Ferkans — Interactive Telecom Tutor

Two Rate Decompositions for the Same Channel

There is a second, seemingly innocent, way to turn a non-binary constellation into a sum of binary mutual informations. Instead of conditional binary capacities, take unconditional ones:

$C_{\rm BICM} \;\triangleq\; \sum_{i=0}^{L-1} I(Y; B_i).$

This is the BICM capacity. It corresponds to a decoder that views each bit position as an independent binary channel and processes the $L$ bit streams in parallel — no history conditioning. The construction is simpler than MLC/MSD because only one binary code is needed (the streams are demultiplexed from a single mother code after interleaving), and the decoder is a single binary decoder, not $L$ of them.

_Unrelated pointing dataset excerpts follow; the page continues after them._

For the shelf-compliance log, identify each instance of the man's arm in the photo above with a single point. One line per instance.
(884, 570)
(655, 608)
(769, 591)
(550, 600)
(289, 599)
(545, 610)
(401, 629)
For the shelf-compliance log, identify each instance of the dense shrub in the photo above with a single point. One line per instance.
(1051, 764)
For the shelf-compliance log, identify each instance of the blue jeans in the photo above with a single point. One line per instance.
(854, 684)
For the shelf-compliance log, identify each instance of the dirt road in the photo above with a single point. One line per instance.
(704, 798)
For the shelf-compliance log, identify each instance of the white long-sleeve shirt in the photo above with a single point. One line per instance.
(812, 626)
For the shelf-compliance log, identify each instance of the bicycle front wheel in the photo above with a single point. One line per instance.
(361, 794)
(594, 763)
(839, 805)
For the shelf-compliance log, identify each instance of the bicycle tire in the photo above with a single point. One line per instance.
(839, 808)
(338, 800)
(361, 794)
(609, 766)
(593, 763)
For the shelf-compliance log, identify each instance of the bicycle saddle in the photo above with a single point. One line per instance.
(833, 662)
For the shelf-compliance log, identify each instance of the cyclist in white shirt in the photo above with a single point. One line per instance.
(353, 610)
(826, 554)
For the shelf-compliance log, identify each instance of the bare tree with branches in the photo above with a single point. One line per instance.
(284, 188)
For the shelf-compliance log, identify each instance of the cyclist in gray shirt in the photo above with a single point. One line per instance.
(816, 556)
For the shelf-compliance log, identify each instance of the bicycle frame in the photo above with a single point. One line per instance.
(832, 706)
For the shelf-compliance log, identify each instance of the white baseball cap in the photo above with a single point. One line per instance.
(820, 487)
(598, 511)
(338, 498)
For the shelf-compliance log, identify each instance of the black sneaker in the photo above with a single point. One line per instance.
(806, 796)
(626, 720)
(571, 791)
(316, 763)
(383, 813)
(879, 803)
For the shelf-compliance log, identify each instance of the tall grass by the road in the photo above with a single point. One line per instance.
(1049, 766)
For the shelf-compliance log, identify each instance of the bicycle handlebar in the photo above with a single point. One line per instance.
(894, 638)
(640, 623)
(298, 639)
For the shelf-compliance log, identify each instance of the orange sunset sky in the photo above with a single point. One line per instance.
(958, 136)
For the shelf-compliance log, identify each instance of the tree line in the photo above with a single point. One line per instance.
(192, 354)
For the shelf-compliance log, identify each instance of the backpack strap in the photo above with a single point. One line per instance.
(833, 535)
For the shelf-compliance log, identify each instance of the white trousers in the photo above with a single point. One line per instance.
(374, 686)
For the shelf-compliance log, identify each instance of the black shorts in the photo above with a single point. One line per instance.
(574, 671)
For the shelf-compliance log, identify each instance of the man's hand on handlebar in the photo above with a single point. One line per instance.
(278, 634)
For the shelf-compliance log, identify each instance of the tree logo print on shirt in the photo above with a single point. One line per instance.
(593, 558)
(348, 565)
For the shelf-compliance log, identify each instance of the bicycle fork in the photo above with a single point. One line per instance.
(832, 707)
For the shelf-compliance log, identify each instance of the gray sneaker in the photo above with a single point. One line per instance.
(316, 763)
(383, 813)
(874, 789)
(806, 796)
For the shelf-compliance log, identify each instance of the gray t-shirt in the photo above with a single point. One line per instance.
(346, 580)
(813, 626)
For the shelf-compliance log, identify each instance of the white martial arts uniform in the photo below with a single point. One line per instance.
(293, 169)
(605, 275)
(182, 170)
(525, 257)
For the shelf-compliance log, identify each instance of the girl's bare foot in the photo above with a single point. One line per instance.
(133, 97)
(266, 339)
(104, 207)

The question is: how much capacity do we lose by dropping the conditioning? The answer depends on the labelling $\mu$ . For Ungerboeck partition-based labelling the loss is substantial. For Gray labelling it is remarkably small — typically well under $0.5$ bit over the entire practical SNR range. This is the observation that Caire, Taricco, and Biglieri turned into a full framework in 1998, and that subsequently drove BICM to dominance in wireless standards.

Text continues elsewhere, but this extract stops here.